Consider now the setting where \(d > n\) and we suspect that generalization should be more difficult. Take \(d = 300\) and \(n = 200\). Use the following Python code for generating the training and test data:
train_n = 200
test_n = 2000
d = 300
X_train = np.random.normal(0,1, size=(train_n,d))
a_true = np.random.normal(0,1, size=(d,1))
y_train = X_train.dot(a_true) + np.random.normal(0,0.5,size=(train_n,1))
X_test = np.random.normal(0,1, size=(test_n,d))
y_test = X_test.dot(a_true) + np.random.normal(0,0.5,size=(test_n,1))
Try to achieve the best test error you can using the techniques
from the previous two problems, or by any other method.
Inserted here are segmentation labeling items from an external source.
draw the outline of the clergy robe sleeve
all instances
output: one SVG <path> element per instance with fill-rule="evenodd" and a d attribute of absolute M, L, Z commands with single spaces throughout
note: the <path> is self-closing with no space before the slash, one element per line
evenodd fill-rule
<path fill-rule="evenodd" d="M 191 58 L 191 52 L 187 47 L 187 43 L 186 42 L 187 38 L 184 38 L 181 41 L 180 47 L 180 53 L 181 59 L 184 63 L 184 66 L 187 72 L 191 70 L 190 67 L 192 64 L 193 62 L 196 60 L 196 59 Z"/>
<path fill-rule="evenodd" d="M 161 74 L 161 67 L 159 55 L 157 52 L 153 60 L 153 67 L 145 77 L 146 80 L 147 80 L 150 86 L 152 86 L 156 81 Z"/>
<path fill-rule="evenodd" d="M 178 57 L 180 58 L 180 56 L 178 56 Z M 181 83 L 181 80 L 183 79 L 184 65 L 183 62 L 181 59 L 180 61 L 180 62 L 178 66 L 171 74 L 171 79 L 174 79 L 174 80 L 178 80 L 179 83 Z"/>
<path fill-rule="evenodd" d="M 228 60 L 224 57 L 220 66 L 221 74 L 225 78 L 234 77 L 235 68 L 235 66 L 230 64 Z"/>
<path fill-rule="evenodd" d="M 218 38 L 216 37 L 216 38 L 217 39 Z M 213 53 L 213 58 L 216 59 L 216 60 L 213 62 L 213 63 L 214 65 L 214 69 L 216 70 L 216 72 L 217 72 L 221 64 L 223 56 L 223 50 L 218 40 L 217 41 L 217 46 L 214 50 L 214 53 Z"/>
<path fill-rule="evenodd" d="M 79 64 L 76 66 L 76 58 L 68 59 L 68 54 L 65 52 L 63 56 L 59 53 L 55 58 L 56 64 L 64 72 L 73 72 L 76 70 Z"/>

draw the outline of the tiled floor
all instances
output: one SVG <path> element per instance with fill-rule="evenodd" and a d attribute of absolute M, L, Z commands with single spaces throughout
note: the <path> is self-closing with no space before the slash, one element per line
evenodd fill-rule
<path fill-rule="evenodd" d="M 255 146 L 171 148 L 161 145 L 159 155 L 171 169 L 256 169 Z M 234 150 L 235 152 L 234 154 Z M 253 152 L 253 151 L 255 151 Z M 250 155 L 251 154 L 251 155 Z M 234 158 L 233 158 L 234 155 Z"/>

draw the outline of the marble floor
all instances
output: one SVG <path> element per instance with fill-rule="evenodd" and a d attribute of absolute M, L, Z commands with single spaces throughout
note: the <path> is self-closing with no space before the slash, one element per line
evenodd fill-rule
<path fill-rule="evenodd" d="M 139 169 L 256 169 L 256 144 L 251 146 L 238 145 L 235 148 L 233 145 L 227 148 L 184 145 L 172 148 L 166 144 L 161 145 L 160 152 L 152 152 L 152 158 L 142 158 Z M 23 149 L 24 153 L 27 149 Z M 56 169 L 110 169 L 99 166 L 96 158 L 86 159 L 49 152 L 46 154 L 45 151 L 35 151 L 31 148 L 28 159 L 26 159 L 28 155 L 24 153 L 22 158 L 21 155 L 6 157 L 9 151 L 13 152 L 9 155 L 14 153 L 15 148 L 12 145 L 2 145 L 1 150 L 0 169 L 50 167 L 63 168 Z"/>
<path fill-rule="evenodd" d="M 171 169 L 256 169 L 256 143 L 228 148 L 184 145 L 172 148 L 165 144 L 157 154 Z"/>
(Of course, your learning algorithm can only use the training data for this purpose, and cannot
refer to a_true
.)
You will receive credit based on your accuracy. Report the average test error you
obtain, averaged over 1000 trials (where you re-pick a_true
and the data in each trial). Feel free to
use regularization, SGD, gradient descent, or any other algorithm you want to try, but clearly describe
the algorithm you use in human-readable pseudocode.
Briefly discuss the approach you used, the thought process that informed your decisions, and the extent to which you believe a better test error is achievable. Your score will be based on a combination of the short discussion and the average test error you obtain. A paragraph of analysis is enough to earn full credit—you don’t need to go too crazy.
Include your code, your average normalized test error, and your analysis and discussion.